Nos anos que antecederam o golpe de 64, o papel de criação de um consenso antipopular como preparação para a derrubada do governo de João Goulart, foi exercido fundamentalmente pelo IBAD (Instituto Brasileiro de Ação Democrática) e o IPES (Instituto de Pesquisas e Estudos Sociais), organizações fundadas pelo publicitário americano Ivan Hasslocher, mas que teve no general Golbery do Couto e Silva seu grande líder. Sua proposta era influenciar no debate econômico, político e social do país. Mas com o apoio financeiro da CIA, fez mais do que isso, financiando a formação de uma bancada de políticos de direita no parlamento e criando um clima de histeria contra uma pretensa intenção da esquerda de fundar uma hipotética república sindicalista.

Hoje, este papel está sendo cumprido pelo Instituto Milenium, que diz na sua apresentação ter por objetivo “atingir a opinião pública, conscientizando-a sobre os valores que considera primordiais para o fortalecimento da democracia e para o desenvolvimento do país.” Quando se lê, porém, a relação dos apoiadores do Instituto fica a dúvida sobre que tipo de democracia e desenvolvimento está sendo proposto.
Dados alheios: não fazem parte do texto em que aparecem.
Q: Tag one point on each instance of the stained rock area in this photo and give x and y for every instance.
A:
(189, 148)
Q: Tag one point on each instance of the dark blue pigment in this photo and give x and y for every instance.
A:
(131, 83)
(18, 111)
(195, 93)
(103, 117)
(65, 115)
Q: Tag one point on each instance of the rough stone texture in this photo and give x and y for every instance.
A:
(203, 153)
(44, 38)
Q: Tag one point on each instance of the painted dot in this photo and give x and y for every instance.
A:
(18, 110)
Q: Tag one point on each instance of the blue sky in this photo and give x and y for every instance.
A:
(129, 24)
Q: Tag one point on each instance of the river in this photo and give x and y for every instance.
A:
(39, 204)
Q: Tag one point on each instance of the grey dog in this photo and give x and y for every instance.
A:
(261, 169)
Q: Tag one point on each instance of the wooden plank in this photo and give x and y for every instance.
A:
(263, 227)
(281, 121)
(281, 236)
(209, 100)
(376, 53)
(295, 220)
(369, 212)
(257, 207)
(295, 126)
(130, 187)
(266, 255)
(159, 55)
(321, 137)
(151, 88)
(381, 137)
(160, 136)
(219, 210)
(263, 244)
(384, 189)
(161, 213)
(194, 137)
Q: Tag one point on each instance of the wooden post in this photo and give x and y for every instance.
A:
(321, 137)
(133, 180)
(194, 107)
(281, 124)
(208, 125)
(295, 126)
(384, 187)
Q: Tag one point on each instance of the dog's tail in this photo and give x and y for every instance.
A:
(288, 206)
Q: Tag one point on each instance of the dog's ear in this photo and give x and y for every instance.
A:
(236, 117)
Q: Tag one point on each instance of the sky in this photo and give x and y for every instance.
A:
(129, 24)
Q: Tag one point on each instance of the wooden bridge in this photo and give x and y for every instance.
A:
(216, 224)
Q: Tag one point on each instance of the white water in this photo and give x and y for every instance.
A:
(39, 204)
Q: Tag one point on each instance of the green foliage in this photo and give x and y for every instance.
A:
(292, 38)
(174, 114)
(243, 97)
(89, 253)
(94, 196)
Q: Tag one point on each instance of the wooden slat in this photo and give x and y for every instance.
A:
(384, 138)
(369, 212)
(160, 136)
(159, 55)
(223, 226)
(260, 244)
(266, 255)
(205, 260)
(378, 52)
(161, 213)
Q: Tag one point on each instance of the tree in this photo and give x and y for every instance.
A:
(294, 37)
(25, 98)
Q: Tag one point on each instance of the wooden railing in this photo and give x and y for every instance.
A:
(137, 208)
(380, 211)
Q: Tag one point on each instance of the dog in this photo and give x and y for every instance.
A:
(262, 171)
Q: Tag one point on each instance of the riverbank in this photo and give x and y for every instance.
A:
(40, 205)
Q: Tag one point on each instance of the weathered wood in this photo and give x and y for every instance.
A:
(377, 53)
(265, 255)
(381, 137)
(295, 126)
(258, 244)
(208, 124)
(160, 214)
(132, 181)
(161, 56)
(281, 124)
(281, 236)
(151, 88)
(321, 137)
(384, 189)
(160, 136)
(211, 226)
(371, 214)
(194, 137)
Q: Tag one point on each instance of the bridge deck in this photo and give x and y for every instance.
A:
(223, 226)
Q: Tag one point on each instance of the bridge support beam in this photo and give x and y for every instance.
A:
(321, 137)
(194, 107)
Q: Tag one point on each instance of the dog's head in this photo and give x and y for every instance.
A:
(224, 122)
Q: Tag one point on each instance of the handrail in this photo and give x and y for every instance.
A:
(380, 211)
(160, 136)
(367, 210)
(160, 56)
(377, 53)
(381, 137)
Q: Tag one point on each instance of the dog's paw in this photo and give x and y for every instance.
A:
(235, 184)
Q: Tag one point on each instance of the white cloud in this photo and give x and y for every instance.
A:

Veja se é possível confiar nos objetivos desses  “mantenedores e parceiros”, listados no site do Instituto; Grupo Abril, Grupo Gerdau, RBS, Estadão, IEE, AMCHAM, ABERT,  Endireita Brasil, Universidade Estácio, CIE  e a doadores como Armindo Fraga, Antônio Carlos Vidigal, José Roberto Marinho José Celso Macedo Soares e Roberto Civita, entre outros.

Qualquer semelhança com o período que antecedeu o golpe de 64 e os dias de hoje, certamente não é mera coincidência.